En 1928-1929, prácticamente todos los economistas de la Oposición de Izquierda fueron arrestados y exiliados. Muchos de estos académicos se habían formado en el elitista Instituto de Profesores Rojos de Moscú. En 1931, la mayoría de ellos estaban encarcelados en el politisolator o «aislador político» de Verkhne-Uralsk (justo al norte de lo que hoy es Kazajistán). En 1931, uno de estos prisioneros, Elizar Solntsev, fue coautor de un extenso documento que centraba su crítica al Primer Plan Quinquenal en «la lucha contra la teoría del socialismo en un solo país», ya que esta «... determina el enfoque general de la política económica, determina la línea de la dirección en la lucha de clases tanto dentro de la URSS como fuera de ella» (32). En condiciones de la división mundial del trabajo, escribieron -haciéndose eco de la crítica anterior de Trotsky al «socialismo en un solo país»- que la planificación autárquica no solo era inviable, sino también peligrosa, ya que «la economía de la URSS se desarrolla bajo la presión de la economía mundial» (25). Su mordaz crítica marxista a las políticas de colectivización e industrialización forzadas señalaba los enormes desequilibrios económicos que estas políticas creaban y el peligro de una guerra civil en el campo.
Sorprendentemente, no fue hasta 2018 cuando investigadores rusos descubrieron estos escritos ocultos entre las paredes de Verkhne-Uralsk. Esta crítica del Primer Plan Quinquenal, perdida durante mucho tiempo y redactada por economistas marxistas soviéticos encarcelados, cambia así radicalmente nuestra comprensión del lugar que ocupa la economía política marxista en la historia intelectual: en lugar de encarnar la realización paradigmática de la economía marxista, el Primer Plan Quinquenal estuvo, de hecho, ligado a la eliminación de todo un corpus de pensamiento económico marxista del canon.
El destino del Instituto de Marx y Engels (IME) ilustra mejor cómo la creciente ola de terror arrasó con sectores cada vez más amplios del marco institucional y del personal dedicado al estudio del marxismo que había surgido tras la Revolución de 1917. En la década de 1920, el Instituto era la principal institución del mundo dedicada al estudio teórico y la publicación de los escritos de Karl Marx y Friedrich Engels, incluidos algunos de sus principales trabajos sobre filosofía y economía política marxistas. Desde su fundación en 1919 hasta su cierre en 1931, el IME estuvo dirigido por el veterano revolucionario David Riazanov. Esta labor implicó una amplia colaboración con el Instituto de Investigación Social de Fráncfort (ISR), que, hasta 1931, estuvo dirigido por el viejo amigo de Riazanov, el marxista austriaco Carl Grünberg. A través del ISR y del Partido Comunista Alemán, varios comunistas alemanes se trasladaron a Moscú para trabajar en el IME. Dos de ellos, Karl Schmückle y su esposa, Anne Bernfeld-Schmückle, desempeñaron un papel especialmente importante en la interpretación de muchos de los primeros escritos de Marx.

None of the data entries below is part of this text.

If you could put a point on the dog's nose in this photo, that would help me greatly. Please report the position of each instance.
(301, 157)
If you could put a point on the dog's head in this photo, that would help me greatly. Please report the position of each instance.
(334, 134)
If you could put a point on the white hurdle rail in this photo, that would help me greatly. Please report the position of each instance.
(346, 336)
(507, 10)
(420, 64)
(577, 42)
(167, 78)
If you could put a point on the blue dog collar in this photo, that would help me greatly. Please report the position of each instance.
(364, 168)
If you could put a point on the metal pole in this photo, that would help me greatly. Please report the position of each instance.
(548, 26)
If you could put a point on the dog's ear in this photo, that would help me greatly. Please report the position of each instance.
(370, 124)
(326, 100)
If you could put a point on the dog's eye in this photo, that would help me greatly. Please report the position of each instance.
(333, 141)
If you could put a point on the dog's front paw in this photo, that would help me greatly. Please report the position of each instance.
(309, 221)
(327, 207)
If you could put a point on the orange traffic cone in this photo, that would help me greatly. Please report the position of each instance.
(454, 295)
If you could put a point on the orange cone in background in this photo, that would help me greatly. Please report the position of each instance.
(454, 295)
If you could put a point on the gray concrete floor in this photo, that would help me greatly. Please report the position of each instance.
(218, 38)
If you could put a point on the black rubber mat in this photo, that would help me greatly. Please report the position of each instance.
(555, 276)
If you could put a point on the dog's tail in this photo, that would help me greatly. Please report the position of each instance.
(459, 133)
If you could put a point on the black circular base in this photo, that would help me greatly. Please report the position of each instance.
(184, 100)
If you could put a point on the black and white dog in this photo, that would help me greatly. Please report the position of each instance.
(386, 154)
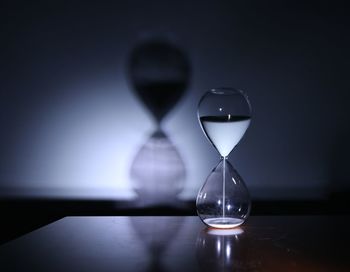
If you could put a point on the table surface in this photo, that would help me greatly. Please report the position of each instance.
(181, 243)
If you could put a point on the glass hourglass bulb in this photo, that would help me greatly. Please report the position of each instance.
(224, 115)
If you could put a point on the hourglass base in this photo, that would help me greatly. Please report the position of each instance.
(223, 222)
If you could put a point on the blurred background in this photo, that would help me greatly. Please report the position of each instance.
(98, 99)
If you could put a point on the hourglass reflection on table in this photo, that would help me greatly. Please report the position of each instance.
(224, 115)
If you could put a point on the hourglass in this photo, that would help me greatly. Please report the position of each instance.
(224, 115)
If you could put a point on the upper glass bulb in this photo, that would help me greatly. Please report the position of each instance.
(224, 115)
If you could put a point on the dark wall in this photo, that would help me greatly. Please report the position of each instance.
(71, 124)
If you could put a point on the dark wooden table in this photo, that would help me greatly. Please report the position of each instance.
(181, 243)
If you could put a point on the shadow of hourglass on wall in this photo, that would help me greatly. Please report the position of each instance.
(159, 74)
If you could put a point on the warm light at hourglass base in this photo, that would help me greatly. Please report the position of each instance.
(223, 201)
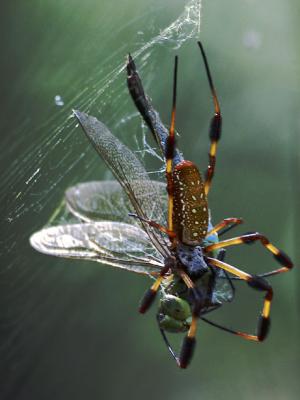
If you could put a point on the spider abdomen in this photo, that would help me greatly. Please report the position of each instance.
(190, 212)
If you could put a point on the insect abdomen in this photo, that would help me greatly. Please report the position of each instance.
(190, 212)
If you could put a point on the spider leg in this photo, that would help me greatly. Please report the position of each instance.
(255, 282)
(145, 108)
(279, 255)
(150, 294)
(215, 126)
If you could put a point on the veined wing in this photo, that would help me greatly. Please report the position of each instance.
(105, 200)
(118, 244)
(131, 174)
(224, 289)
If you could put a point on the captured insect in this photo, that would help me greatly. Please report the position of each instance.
(136, 224)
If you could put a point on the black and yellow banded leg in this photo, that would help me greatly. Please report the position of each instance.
(215, 126)
(257, 283)
(227, 223)
(170, 152)
(279, 255)
(189, 341)
(150, 294)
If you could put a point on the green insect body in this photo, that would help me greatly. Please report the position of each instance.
(175, 314)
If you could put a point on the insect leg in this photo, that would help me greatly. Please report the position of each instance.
(150, 294)
(215, 125)
(279, 255)
(255, 282)
(224, 226)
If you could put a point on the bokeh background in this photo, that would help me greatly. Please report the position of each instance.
(70, 329)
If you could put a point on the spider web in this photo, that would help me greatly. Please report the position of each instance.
(57, 154)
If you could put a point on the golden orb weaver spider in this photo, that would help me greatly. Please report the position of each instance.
(184, 254)
(188, 225)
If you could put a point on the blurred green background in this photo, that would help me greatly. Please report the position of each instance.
(71, 330)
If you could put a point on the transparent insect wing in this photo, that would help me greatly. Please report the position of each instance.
(223, 291)
(117, 244)
(104, 200)
(144, 196)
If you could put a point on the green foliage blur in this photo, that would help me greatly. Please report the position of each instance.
(70, 329)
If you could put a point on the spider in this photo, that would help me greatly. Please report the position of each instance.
(123, 224)
(194, 245)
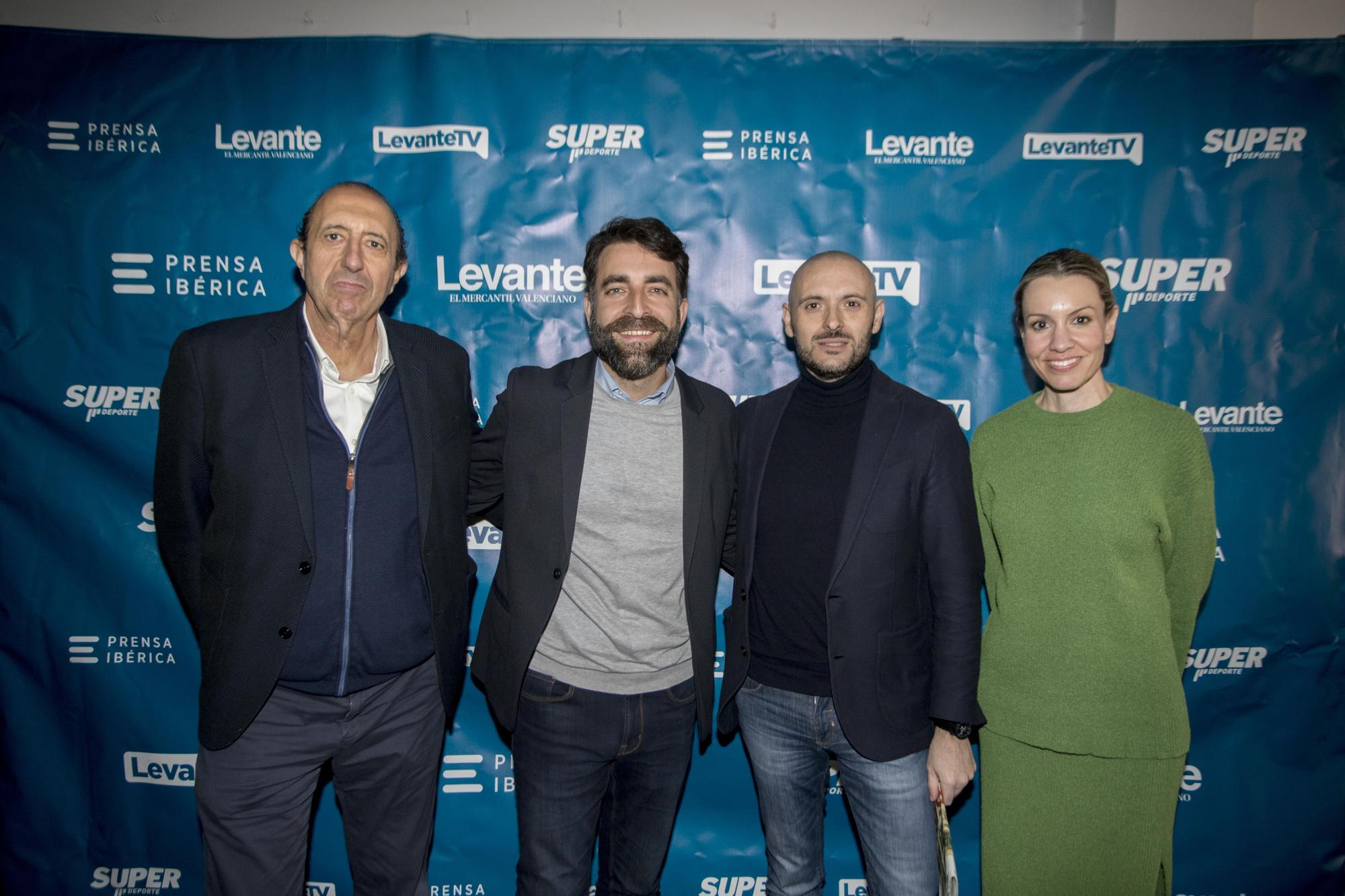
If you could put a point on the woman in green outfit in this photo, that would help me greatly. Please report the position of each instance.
(1098, 518)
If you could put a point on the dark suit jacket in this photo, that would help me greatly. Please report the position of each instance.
(527, 470)
(233, 499)
(905, 595)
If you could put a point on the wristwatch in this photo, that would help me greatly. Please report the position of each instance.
(962, 731)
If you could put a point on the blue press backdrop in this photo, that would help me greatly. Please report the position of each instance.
(153, 185)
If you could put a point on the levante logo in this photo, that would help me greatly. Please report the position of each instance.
(512, 282)
(174, 770)
(393, 139)
(270, 143)
(935, 150)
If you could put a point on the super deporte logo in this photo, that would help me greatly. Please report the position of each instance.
(894, 279)
(270, 143)
(1239, 145)
(112, 401)
(1225, 661)
(135, 880)
(595, 139)
(445, 138)
(1085, 147)
(1144, 280)
(512, 282)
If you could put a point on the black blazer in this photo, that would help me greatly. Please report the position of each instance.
(905, 595)
(233, 499)
(527, 470)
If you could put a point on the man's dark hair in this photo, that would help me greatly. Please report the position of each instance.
(650, 233)
(358, 185)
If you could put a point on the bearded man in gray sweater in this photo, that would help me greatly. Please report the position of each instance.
(611, 477)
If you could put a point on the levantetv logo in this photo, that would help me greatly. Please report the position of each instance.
(392, 139)
(293, 143)
(135, 880)
(176, 770)
(894, 279)
(1085, 147)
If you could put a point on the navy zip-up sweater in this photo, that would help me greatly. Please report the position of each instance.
(367, 616)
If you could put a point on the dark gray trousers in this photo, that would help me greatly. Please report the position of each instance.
(256, 795)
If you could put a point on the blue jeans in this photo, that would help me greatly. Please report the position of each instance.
(591, 764)
(789, 739)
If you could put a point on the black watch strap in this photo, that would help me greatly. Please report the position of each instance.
(962, 731)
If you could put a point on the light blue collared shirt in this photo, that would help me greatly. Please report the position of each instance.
(605, 381)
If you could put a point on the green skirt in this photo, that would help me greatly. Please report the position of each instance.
(1073, 825)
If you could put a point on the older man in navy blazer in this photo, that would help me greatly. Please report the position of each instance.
(310, 497)
(855, 628)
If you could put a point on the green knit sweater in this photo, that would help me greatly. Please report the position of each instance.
(1100, 536)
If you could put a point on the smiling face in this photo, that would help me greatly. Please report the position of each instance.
(350, 260)
(636, 313)
(1066, 333)
(833, 314)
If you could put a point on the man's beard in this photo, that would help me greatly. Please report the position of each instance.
(837, 370)
(634, 362)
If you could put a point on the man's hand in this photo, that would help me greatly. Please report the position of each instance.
(950, 766)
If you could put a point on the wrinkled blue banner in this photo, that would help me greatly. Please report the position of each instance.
(153, 185)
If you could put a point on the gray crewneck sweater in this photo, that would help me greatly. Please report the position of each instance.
(619, 624)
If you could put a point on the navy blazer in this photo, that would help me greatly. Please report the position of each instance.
(905, 594)
(235, 509)
(527, 471)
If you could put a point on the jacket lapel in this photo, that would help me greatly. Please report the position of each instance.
(576, 409)
(762, 438)
(882, 416)
(280, 362)
(418, 403)
(695, 435)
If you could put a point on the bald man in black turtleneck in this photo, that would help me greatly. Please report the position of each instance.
(855, 630)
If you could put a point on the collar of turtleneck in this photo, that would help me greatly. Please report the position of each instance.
(848, 391)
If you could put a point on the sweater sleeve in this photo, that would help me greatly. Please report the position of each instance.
(1190, 560)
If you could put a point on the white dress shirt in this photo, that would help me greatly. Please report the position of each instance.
(349, 401)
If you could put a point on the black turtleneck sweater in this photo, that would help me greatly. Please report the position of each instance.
(804, 493)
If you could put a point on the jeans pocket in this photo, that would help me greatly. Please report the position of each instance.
(545, 689)
(683, 693)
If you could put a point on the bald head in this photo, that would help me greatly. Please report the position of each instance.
(833, 313)
(832, 267)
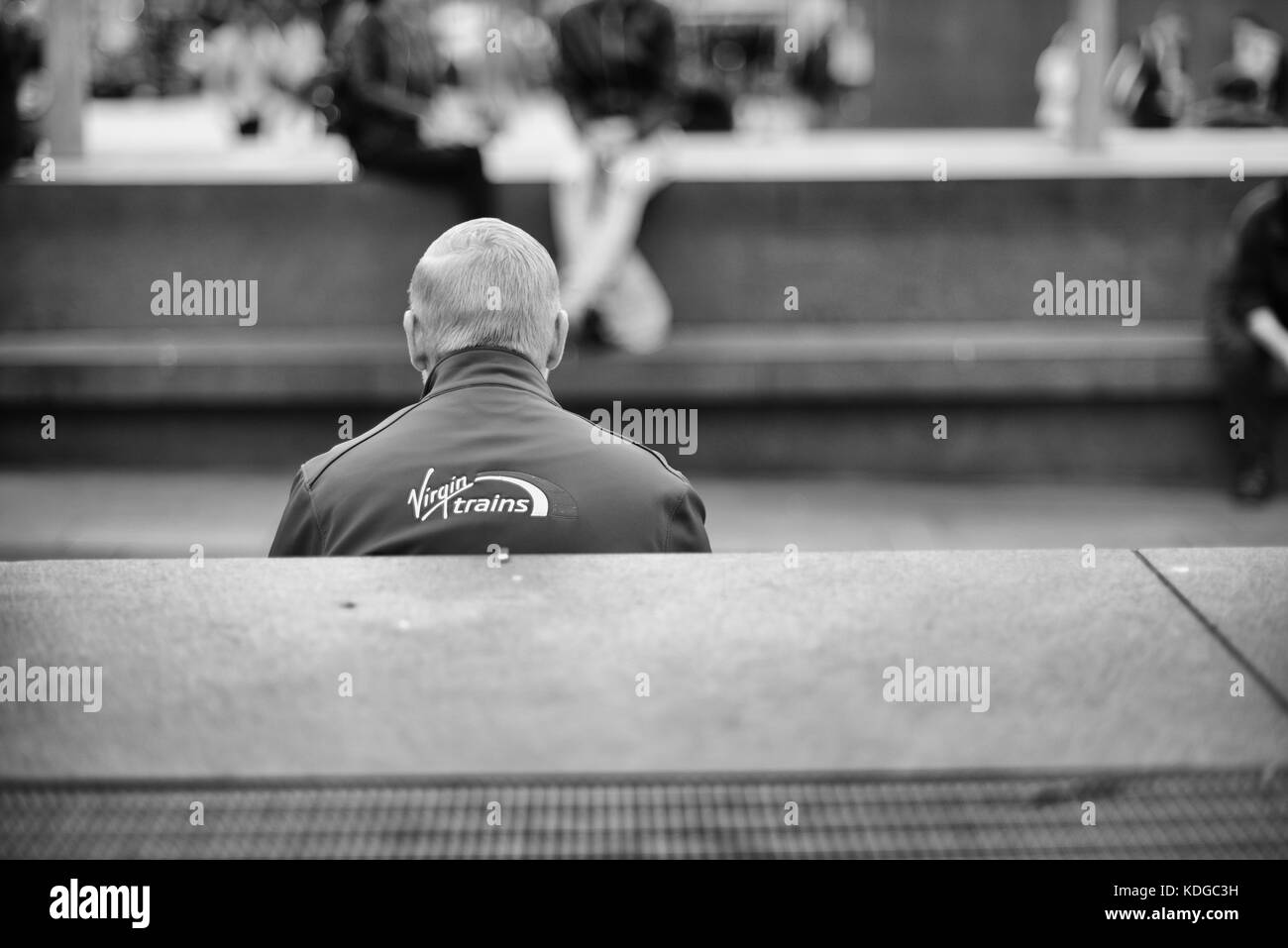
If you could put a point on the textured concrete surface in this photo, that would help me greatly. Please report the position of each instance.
(1244, 596)
(232, 669)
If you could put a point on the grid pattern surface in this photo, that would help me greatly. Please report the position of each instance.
(1189, 814)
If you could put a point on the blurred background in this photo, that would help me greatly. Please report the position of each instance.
(861, 198)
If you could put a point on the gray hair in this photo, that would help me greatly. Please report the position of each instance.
(487, 283)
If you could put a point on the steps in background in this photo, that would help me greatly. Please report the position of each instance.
(1054, 399)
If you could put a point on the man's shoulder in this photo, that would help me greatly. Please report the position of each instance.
(630, 454)
(316, 467)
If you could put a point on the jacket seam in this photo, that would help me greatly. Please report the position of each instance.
(317, 522)
(670, 522)
(645, 449)
(410, 408)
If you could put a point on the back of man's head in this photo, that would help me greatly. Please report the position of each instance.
(484, 283)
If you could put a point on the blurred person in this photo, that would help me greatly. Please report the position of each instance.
(299, 64)
(1146, 80)
(239, 60)
(1253, 84)
(1247, 327)
(1056, 80)
(838, 69)
(22, 94)
(397, 112)
(617, 72)
(487, 459)
(493, 82)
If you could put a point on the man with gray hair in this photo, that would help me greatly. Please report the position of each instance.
(487, 462)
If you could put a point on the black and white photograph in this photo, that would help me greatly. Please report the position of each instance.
(643, 432)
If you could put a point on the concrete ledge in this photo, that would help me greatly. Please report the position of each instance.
(1057, 360)
(231, 670)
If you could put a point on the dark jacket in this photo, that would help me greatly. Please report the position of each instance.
(1256, 272)
(618, 59)
(488, 458)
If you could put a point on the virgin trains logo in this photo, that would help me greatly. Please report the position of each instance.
(489, 492)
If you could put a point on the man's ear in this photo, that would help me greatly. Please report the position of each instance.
(415, 342)
(561, 339)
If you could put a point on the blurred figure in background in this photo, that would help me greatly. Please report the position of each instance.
(1056, 80)
(21, 99)
(1250, 90)
(617, 72)
(1146, 80)
(237, 63)
(397, 111)
(1247, 326)
(837, 72)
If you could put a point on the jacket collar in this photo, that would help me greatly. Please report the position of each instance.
(483, 366)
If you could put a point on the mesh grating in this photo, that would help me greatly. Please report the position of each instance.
(1192, 814)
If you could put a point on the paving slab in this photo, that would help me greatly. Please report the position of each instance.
(1243, 592)
(233, 669)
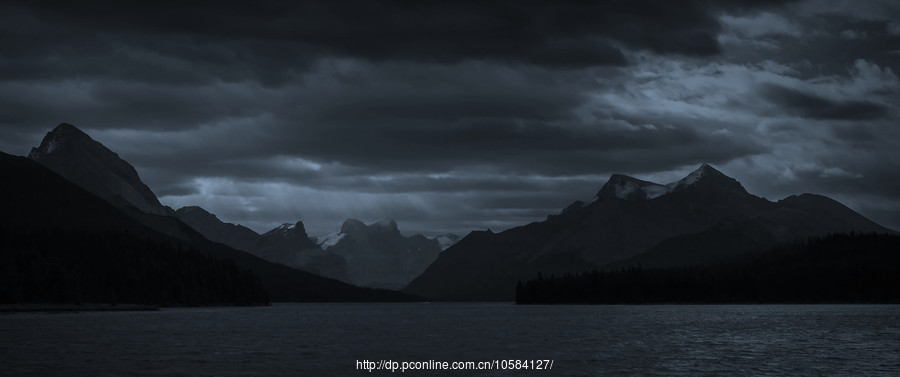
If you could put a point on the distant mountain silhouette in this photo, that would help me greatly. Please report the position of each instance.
(378, 255)
(287, 244)
(706, 217)
(38, 200)
(76, 156)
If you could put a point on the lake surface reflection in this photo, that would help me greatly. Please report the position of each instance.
(329, 339)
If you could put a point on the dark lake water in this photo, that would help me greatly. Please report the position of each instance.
(328, 339)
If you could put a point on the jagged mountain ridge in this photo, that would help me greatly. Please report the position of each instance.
(687, 220)
(287, 244)
(378, 255)
(37, 199)
(80, 159)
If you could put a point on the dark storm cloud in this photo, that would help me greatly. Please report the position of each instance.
(458, 115)
(191, 42)
(809, 105)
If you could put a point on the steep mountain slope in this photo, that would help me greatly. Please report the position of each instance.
(36, 200)
(378, 255)
(704, 217)
(287, 244)
(84, 161)
(236, 236)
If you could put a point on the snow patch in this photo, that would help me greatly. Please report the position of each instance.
(446, 241)
(330, 239)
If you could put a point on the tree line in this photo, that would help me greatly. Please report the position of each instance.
(70, 267)
(837, 268)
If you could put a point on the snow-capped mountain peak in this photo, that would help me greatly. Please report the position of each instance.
(629, 188)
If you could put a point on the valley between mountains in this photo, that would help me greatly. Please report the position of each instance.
(79, 225)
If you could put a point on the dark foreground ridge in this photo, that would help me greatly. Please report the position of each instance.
(62, 244)
(841, 268)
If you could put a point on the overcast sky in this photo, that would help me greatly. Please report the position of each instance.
(461, 117)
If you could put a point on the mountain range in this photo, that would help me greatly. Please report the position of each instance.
(365, 256)
(378, 255)
(75, 184)
(706, 217)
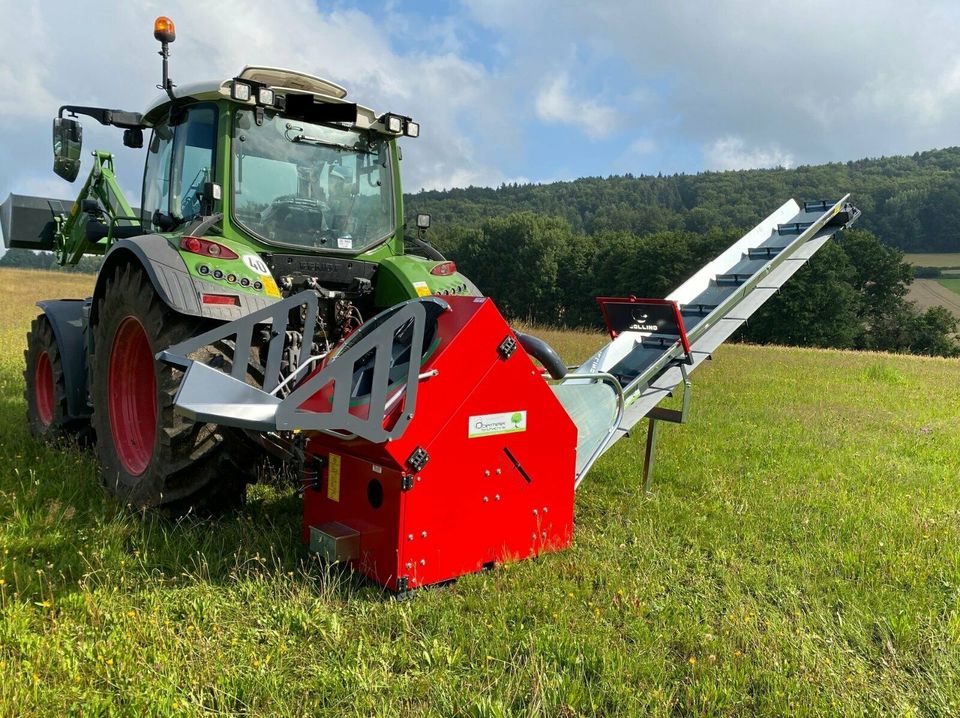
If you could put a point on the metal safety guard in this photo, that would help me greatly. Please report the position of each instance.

Los colaboradores más cercanos de Riazanov eran a menudo disidentes políticos. Isaak Rubin, miembro desde hacía mucho tiempo del Bund Obrero Judío, dirigía el gabinete de economía política. Su adjunto, Evsei Kaganovich, fue miembro de la Oposición de Izquierda hasta 1929. Vagarshak Ter-Vaganian, líder de la Oposición de Izquierda hasta 1929, dirigía el gabinete para el estudio de los países eslavos.
Polina Vinogradskaia, una joven teórica de la Oposición y esposa del destacado economista Evgeny Preobrazhensky, también fue contratada por Riazanov y participó de manera central en la preparación de los volúmenes 22 (1929) y 23 (1930) de las obras completas de Marx y Engels. Elizar Solntsev trabajó para el gabinete anglo-estadounidense del IME y buscó diversos escritos y correspondencia de Marx y Engels para Riazanov durante su estancia en Estados Unidos en 1927-1928.[1]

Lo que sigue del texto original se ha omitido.